= Simplex graph =

Graph representing connectivity between cliques of another graph

A graph G and the corresponding simplex graph κ(G). The blue-colored node in κ(G) corresponds to the zero-vertex clique in G (the empty set), and the magenta node corresponds to the 3-vertex clique.

In graph theory, a branch of mathematics, the simplex graph κ(G) of an undirected graph G is itself a graph, with one node for each clique (a set of mutually adjacent vertices) in G. Two nodes of κ(G) are linked by an edge whenever the corresponding two cliques differ in the presence or absence of a single vertex.

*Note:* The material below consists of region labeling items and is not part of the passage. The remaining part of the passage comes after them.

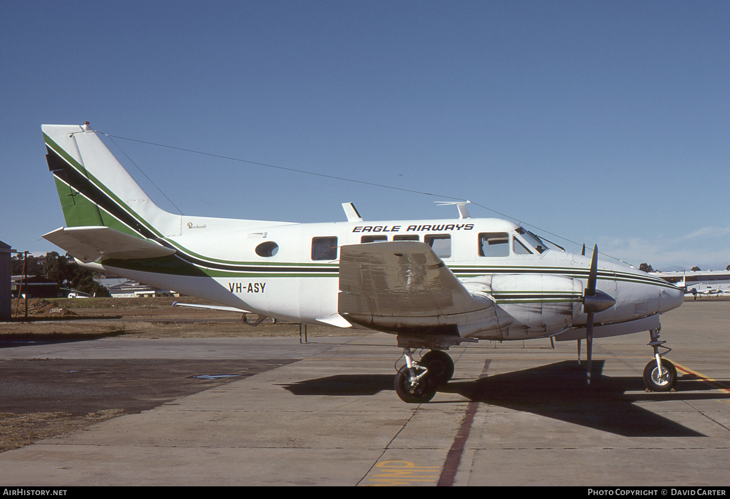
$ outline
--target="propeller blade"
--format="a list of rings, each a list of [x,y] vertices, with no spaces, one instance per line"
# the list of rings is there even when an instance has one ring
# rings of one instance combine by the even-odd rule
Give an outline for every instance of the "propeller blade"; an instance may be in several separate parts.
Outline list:
[[[598,244],[593,247],[593,255],[591,259],[591,271],[588,273],[588,282],[585,287],[586,296],[596,294],[596,279],[598,276]]]
[[[585,381],[591,384],[591,360],[593,360],[593,312],[588,314],[585,325],[585,357],[588,363],[585,365]]]

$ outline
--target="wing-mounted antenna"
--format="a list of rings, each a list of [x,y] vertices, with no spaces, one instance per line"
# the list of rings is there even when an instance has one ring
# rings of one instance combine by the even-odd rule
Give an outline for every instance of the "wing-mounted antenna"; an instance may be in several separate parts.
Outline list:
[[[458,217],[459,218],[471,218],[472,215],[469,214],[469,211],[466,209],[466,205],[472,201],[434,201],[439,206],[445,206],[447,204],[456,204],[456,208],[458,209]]]
[[[363,217],[358,213],[358,209],[352,203],[342,203],[342,209],[347,217],[347,222],[362,222]]]

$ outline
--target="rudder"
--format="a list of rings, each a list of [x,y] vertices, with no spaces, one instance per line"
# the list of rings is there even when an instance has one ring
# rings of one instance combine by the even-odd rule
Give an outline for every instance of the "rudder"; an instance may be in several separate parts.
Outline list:
[[[42,129],[67,226],[103,225],[153,239],[180,235],[181,215],[155,204],[88,123]]]

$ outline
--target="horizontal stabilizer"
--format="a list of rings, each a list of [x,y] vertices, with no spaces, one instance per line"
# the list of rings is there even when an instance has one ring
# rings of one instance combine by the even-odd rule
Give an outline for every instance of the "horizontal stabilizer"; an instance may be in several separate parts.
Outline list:
[[[184,306],[188,309],[203,309],[205,310],[221,310],[223,312],[234,312],[239,314],[250,314],[251,312],[248,310],[244,310],[243,309],[237,309],[234,306],[224,306],[223,305],[199,305],[197,303],[181,303],[179,301],[175,301],[172,303],[172,306]]]
[[[148,239],[109,227],[61,227],[45,234],[43,238],[85,263],[107,258],[154,258],[175,252]]]

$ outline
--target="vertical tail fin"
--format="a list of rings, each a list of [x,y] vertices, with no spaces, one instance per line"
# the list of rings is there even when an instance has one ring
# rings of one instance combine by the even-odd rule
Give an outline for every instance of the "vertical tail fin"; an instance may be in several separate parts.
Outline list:
[[[153,239],[180,235],[182,216],[155,204],[88,123],[42,129],[68,227],[102,225]]]

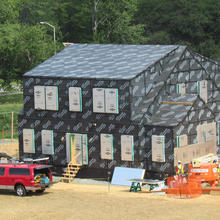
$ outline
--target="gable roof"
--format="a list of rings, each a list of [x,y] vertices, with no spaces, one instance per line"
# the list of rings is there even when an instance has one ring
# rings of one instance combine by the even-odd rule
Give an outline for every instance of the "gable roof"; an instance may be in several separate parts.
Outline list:
[[[178,125],[188,114],[197,98],[198,95],[194,94],[168,96],[152,116],[150,124],[170,127]]]
[[[177,47],[73,44],[24,76],[131,79]]]

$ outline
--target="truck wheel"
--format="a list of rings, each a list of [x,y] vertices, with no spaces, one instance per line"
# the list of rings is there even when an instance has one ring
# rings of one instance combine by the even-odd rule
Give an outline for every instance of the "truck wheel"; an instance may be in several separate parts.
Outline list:
[[[36,193],[40,194],[40,193],[43,193],[45,191],[45,189],[39,189],[36,191]]]
[[[17,185],[15,188],[17,196],[26,196],[27,191],[23,185]]]

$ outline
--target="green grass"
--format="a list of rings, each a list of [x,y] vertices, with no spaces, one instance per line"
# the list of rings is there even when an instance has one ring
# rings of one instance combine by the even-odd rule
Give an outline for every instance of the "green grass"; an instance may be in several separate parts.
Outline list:
[[[23,103],[23,94],[16,94],[16,95],[4,95],[0,96],[0,105],[2,104],[12,104],[12,103]]]
[[[11,138],[11,119],[14,112],[14,138],[18,137],[18,113],[23,107],[23,95],[0,96],[0,139]]]

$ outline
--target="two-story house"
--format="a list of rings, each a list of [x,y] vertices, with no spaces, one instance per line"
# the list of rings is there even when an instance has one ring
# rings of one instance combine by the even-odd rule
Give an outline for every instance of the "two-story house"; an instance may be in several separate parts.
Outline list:
[[[20,157],[174,172],[174,148],[219,130],[219,64],[176,45],[73,44],[24,74]],[[218,136],[219,137],[219,136]],[[74,154],[73,154],[74,152]]]

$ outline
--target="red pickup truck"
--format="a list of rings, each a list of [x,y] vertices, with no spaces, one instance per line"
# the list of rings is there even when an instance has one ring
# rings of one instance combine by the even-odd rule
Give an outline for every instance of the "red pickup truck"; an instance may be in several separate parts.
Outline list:
[[[18,196],[28,191],[44,192],[52,182],[49,165],[3,163],[0,164],[0,189],[14,190]]]

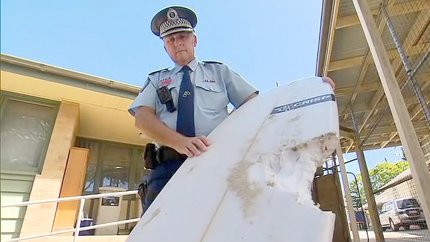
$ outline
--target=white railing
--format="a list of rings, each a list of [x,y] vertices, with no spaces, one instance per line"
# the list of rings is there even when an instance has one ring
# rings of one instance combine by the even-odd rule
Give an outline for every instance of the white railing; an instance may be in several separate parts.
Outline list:
[[[22,202],[16,204],[6,204],[1,205],[1,208],[8,207],[24,207],[28,205],[32,205],[34,204],[40,204],[50,203],[60,203],[61,202],[69,202],[72,201],[80,200],[79,211],[78,213],[78,218],[76,219],[76,225],[74,229],[70,230],[63,230],[61,231],[57,231],[55,232],[51,232],[49,233],[43,234],[41,235],[37,235],[26,237],[20,237],[17,238],[12,239],[8,241],[4,241],[4,242],[14,242],[15,241],[20,241],[26,240],[31,240],[32,239],[40,238],[42,237],[47,237],[49,236],[60,235],[61,234],[66,234],[70,232],[74,232],[73,242],[76,242],[78,240],[78,237],[79,236],[79,232],[81,231],[85,231],[87,230],[92,230],[94,229],[98,229],[100,228],[109,227],[110,226],[114,226],[116,225],[124,225],[129,224],[131,223],[137,222],[140,218],[137,218],[136,219],[131,219],[126,220],[121,220],[116,222],[106,223],[105,224],[101,224],[99,225],[92,225],[91,226],[87,226],[81,228],[81,221],[82,219],[82,213],[84,211],[84,205],[85,204],[85,200],[87,199],[92,199],[95,198],[100,198],[104,197],[111,196],[122,196],[125,195],[131,195],[133,194],[137,194],[137,190],[127,191],[126,192],[117,192],[115,193],[100,193],[98,194],[93,194],[91,195],[84,195],[76,197],[69,197],[67,198],[57,198],[56,199],[47,199],[45,200],[38,200],[34,201]]]

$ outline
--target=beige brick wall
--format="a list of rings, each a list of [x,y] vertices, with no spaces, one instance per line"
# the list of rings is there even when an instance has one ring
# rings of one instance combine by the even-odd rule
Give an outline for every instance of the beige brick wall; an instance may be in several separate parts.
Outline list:
[[[79,125],[79,104],[61,102],[40,174],[36,176],[29,201],[58,198],[69,154]],[[20,237],[50,233],[56,203],[30,205]]]

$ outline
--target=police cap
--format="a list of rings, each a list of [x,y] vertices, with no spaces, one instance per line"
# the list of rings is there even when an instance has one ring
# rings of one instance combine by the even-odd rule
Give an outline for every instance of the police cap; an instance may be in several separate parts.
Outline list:
[[[192,31],[197,25],[197,14],[183,6],[171,6],[160,10],[151,21],[152,32],[161,37],[183,31]]]

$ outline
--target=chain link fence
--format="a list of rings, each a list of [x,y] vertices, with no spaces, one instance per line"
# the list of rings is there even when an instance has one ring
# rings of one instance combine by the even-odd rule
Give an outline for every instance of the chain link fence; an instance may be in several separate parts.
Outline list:
[[[375,19],[414,124],[427,167],[430,166],[430,2],[382,1]],[[355,149],[364,151],[386,242],[430,241],[414,180],[372,55],[368,49],[359,75],[362,86],[376,86],[353,97],[340,114],[358,142],[341,140],[361,241],[375,241]],[[383,140],[383,141],[380,141]],[[430,191],[425,192],[430,196]],[[353,223],[351,223],[353,224]],[[365,233],[365,231],[366,233]],[[369,239],[368,239],[368,238]]]

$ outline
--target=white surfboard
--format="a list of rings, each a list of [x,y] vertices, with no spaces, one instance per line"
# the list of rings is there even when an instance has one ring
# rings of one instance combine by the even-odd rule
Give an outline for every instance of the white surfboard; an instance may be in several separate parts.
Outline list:
[[[314,206],[317,167],[338,142],[330,85],[305,78],[260,94],[208,136],[128,242],[331,242],[334,214]]]

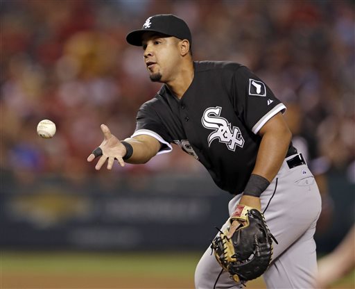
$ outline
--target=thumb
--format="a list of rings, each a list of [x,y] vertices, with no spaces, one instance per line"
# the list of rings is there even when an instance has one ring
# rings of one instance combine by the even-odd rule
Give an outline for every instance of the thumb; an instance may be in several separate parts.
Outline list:
[[[108,140],[110,138],[111,138],[111,131],[110,131],[110,129],[105,124],[101,124],[101,131],[103,131],[103,135],[105,136],[105,138],[106,140]]]

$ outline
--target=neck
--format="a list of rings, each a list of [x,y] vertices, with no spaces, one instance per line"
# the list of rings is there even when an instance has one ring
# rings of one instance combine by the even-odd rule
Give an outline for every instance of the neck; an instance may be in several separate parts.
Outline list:
[[[173,80],[166,83],[169,90],[179,99],[182,97],[193,80],[193,63],[191,61],[186,65],[183,65],[177,76]]]

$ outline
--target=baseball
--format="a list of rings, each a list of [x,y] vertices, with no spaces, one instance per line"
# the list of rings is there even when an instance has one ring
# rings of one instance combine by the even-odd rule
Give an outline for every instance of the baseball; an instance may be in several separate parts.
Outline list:
[[[49,119],[41,120],[37,126],[37,133],[42,138],[52,138],[55,131],[55,124]]]

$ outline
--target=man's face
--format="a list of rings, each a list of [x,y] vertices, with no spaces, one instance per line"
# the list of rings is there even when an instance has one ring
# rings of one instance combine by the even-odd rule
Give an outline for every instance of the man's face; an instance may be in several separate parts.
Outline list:
[[[152,81],[168,82],[180,60],[179,40],[155,33],[143,36],[144,62]]]

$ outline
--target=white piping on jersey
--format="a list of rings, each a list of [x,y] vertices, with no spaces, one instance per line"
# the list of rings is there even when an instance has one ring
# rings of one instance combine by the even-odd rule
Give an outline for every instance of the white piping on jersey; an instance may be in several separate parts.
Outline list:
[[[279,111],[284,110],[282,114],[286,111],[286,108],[284,104],[277,104],[274,108],[270,110],[268,113],[266,113],[263,117],[259,119],[259,122],[257,122],[254,126],[252,129],[252,131],[257,134],[260,129],[263,127],[263,126],[266,123],[268,120],[269,120],[271,117],[272,117],[275,115],[276,115]]]
[[[149,129],[139,129],[130,136],[131,138],[133,138],[137,135],[148,135],[153,137],[156,140],[157,140],[159,142],[164,144],[166,145],[166,147],[162,147],[162,148],[160,149],[160,150],[157,152],[157,155],[161,154],[166,154],[170,153],[173,150],[173,147],[171,147],[171,144],[170,144],[168,142],[164,140],[163,138],[162,138],[159,135],[158,135],[157,133],[155,133],[153,131],[150,131]]]

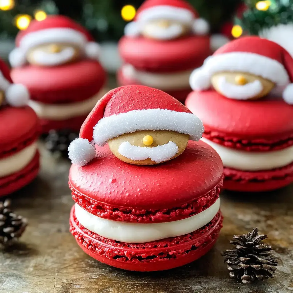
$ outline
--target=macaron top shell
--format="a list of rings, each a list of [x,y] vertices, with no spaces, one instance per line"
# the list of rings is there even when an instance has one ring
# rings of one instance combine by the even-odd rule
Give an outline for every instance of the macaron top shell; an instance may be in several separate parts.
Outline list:
[[[193,92],[185,104],[202,121],[205,131],[220,136],[272,143],[293,137],[293,106],[281,98],[239,101],[211,90]]]
[[[141,37],[123,37],[118,48],[126,63],[137,69],[153,72],[193,69],[210,54],[209,36],[189,36],[162,41]]]
[[[222,161],[204,143],[189,141],[176,158],[154,166],[120,161],[108,145],[84,167],[73,165],[70,184],[86,196],[119,207],[146,209],[180,206],[208,193],[221,181]]]
[[[38,126],[37,115],[29,107],[0,108],[0,158],[33,142],[39,130]]]
[[[32,100],[47,104],[82,101],[97,93],[106,73],[97,61],[85,59],[51,67],[28,65],[13,68],[14,82],[25,85]]]

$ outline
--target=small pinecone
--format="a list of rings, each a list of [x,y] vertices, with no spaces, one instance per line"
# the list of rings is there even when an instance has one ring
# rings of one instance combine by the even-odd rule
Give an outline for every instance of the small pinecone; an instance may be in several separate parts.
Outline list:
[[[63,158],[68,158],[69,145],[78,136],[78,133],[68,129],[51,130],[45,138],[46,148]]]
[[[260,243],[267,236],[259,235],[258,232],[257,228],[255,228],[252,232],[242,236],[234,235],[235,240],[230,243],[236,249],[222,253],[231,278],[249,283],[274,276],[278,259],[268,252],[272,250],[271,246]]]
[[[7,246],[20,237],[27,225],[26,219],[10,209],[10,201],[0,202],[0,243]]]

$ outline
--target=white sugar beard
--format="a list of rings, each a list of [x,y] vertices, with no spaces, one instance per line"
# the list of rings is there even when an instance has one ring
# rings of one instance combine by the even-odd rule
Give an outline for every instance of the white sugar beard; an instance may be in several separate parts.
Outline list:
[[[66,48],[57,53],[49,53],[40,50],[36,50],[33,53],[35,61],[42,65],[54,66],[65,63],[74,56],[74,49]]]
[[[141,161],[149,158],[152,161],[160,163],[173,158],[178,153],[178,150],[177,145],[173,142],[157,146],[144,147],[132,145],[128,142],[125,142],[119,146],[118,151],[130,160]]]
[[[158,40],[172,40],[180,36],[183,32],[182,25],[174,23],[163,28],[155,24],[149,23],[143,30],[148,35]]]
[[[262,85],[259,80],[243,86],[236,86],[228,82],[224,76],[219,79],[218,86],[224,96],[235,100],[248,100],[253,98],[257,96],[263,89]]]

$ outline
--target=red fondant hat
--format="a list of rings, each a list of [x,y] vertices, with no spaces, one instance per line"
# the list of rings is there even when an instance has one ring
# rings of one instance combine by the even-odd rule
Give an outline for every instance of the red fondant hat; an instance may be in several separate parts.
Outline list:
[[[29,98],[28,91],[24,86],[13,83],[9,68],[1,59],[0,90],[4,92],[6,101],[11,106],[24,106],[27,103]]]
[[[146,0],[137,10],[134,21],[125,27],[125,35],[135,36],[140,33],[141,24],[156,19],[176,21],[192,26],[194,32],[205,35],[209,27],[206,21],[199,18],[198,14],[184,0]]]
[[[74,161],[80,152],[81,142],[86,149],[85,140],[92,155],[90,142],[102,146],[108,139],[137,130],[173,130],[198,141],[203,130],[201,120],[166,93],[143,86],[122,86],[110,91],[98,103],[81,126],[79,138],[71,143],[69,155]],[[85,163],[89,161],[86,161]]]
[[[213,74],[231,71],[261,76],[274,83],[279,88],[285,88],[284,99],[293,103],[293,59],[276,43],[256,36],[230,42],[208,57],[200,68],[194,71],[190,77],[190,86],[195,90],[207,89],[211,86]]]
[[[20,31],[16,39],[16,48],[9,56],[13,67],[26,62],[29,49],[42,44],[66,43],[78,46],[89,57],[96,59],[99,51],[98,44],[86,30],[70,18],[62,15],[48,16],[40,21],[33,21],[25,30]]]

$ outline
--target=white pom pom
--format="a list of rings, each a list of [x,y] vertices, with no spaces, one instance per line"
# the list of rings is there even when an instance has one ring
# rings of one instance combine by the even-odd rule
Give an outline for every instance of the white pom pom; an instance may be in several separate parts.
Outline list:
[[[86,55],[89,58],[98,60],[100,52],[100,45],[94,42],[89,42],[86,45]]]
[[[194,91],[207,90],[211,86],[210,78],[202,67],[195,69],[189,77],[189,84]]]
[[[128,23],[124,28],[124,34],[127,37],[138,37],[140,34],[140,26],[136,21]]]
[[[5,91],[5,96],[7,102],[15,107],[25,106],[30,99],[28,89],[23,85],[17,84],[11,84]]]
[[[293,105],[293,84],[290,84],[283,92],[283,98],[286,103]]]
[[[213,35],[211,36],[209,40],[210,47],[213,52],[230,41],[229,38],[220,34]]]
[[[135,69],[131,64],[124,64],[122,66],[122,74],[125,77],[130,78],[135,77]]]
[[[192,30],[196,35],[207,35],[209,30],[209,25],[203,18],[196,18],[193,24]]]
[[[96,157],[96,149],[87,139],[76,138],[68,147],[68,157],[73,164],[84,166]]]
[[[26,63],[25,53],[19,48],[16,48],[10,52],[8,59],[12,67],[19,67]]]

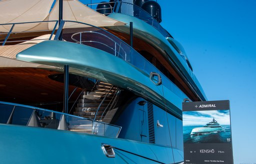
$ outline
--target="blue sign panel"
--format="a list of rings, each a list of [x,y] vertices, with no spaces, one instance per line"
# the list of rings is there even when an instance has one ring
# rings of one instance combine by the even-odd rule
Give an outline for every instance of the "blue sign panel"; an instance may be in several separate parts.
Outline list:
[[[184,164],[232,164],[229,100],[182,104]]]

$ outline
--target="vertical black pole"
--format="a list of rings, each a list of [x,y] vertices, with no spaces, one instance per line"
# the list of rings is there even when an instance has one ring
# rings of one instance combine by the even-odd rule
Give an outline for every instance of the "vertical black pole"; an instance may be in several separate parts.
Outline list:
[[[132,22],[130,22],[130,46],[132,48],[134,47],[134,34],[132,29]]]
[[[63,20],[63,0],[59,0],[58,2],[58,26],[60,24],[60,22]],[[62,31],[58,37],[58,40],[62,40]]]
[[[64,110],[68,113],[68,65],[64,66]]]

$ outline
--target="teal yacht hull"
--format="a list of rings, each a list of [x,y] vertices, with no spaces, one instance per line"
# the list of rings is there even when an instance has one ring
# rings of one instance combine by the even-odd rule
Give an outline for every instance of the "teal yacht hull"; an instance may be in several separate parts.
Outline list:
[[[177,149],[130,140],[11,124],[0,124],[0,129],[2,164],[156,164],[118,150],[115,158],[108,158],[102,144],[162,163],[183,160]]]

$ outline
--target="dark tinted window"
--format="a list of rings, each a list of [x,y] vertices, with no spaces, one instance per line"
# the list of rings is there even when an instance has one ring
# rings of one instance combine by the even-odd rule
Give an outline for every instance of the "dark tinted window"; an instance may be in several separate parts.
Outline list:
[[[13,108],[14,106],[0,104],[0,123],[7,123]]]

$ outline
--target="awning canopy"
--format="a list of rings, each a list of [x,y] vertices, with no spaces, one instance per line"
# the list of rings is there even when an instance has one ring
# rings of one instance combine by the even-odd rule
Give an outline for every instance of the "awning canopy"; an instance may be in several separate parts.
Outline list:
[[[0,0],[0,24],[58,20],[58,0],[50,12],[54,0]],[[126,24],[98,13],[78,0],[63,0],[63,20],[80,22],[96,26],[124,26]],[[54,28],[55,22],[16,24],[13,32],[47,30]],[[66,28],[79,28],[69,23]],[[0,26],[0,32],[8,32],[12,24]],[[82,27],[84,27],[82,25]]]

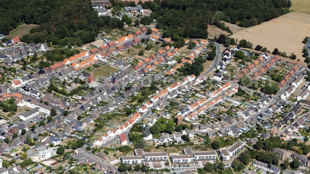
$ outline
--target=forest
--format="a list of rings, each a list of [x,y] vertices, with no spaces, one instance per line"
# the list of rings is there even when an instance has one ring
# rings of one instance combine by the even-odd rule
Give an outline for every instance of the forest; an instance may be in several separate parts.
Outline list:
[[[89,1],[0,0],[0,33],[7,35],[24,23],[39,25],[20,38],[27,43],[65,45],[68,37],[73,37],[81,45],[94,40],[103,27],[124,26],[119,19],[99,17]]]
[[[111,0],[112,7],[133,6],[132,1]],[[220,28],[220,21],[248,27],[278,17],[290,0],[154,0],[138,4],[153,12],[140,23],[157,21],[164,35],[177,41],[180,37],[206,38],[208,24]],[[98,16],[86,0],[0,0],[0,33],[5,35],[22,24],[39,26],[20,39],[26,43],[51,42],[64,45],[70,37],[77,38],[78,45],[95,39],[103,27],[123,28],[115,18]],[[109,7],[109,8],[110,8]],[[228,28],[222,29],[228,30]]]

The empty set is included as one of the cliques of G that are used to form the clique graph, as is every set of one vertex and every set of two adjacent vertices. Therefore, the simplex graph contains within it a subdivision of G itself. The simplex graph of a complete graph is a hypercube graph, and the simplex graph of a cycle graph of length four or more is a gear graph. The simplex graph of the complement graph of a path graph is a Fibonacci cube.

The complete subgraphs of G can be given the structure of a median algebra: the median of three cliques A, B, and C is formed by the vertices that belong to a majority of the three cliques. Any two vertices belonging to this median set must both belong to at least one of A, B, or C, and therefore must be linked by an edge, so the median of three cliques is itself a clique. The simplex graph is the median graph corresponding to this median algebra structure. When G is the complement graph of a bipartite graph, the cliques of G can be given a stronger structure as a distributive lattice, and in this case the simplex graph is the graph of the lattice. As is true for median graphs more generally, every simplex graph is itself bipartite.

The simplex graph has one vertex for every simplex in the clique complex X(G) of G, and two vertices are linked by an edge when one of the two corresponding simplexes is a facet of the other. Thus, the objects (vertices in the simplex graph, simplexes in X(G)) and relations between objects (edges in the simplex graph, inclusion relations between simplexes in X(G)) are in one-to-one correspondence between X(G) and κ(G).

Simplex graphs were introduced by Bandelt & van de Vel (1989), who observed that a simplex graph has no cubes if and only if the underlying graph is triangle-free, and showed that the chromatic number of the underlying graph equals the minimum number n such that the simplex graph can be isometrically embedded into a Cartesian product of n trees. As a consequence of the existence of triangle-free graphs with high chromatic number, they showed that there exist two-dimensional topological median algebras that cannot be embedded into products of finitely many real trees. Imrich, Klavžar & Mulder (1999) also use simplex graphs as part of their proof that testing whether a graph is triangle-free or whether it is a median graph may be performed equally quickly.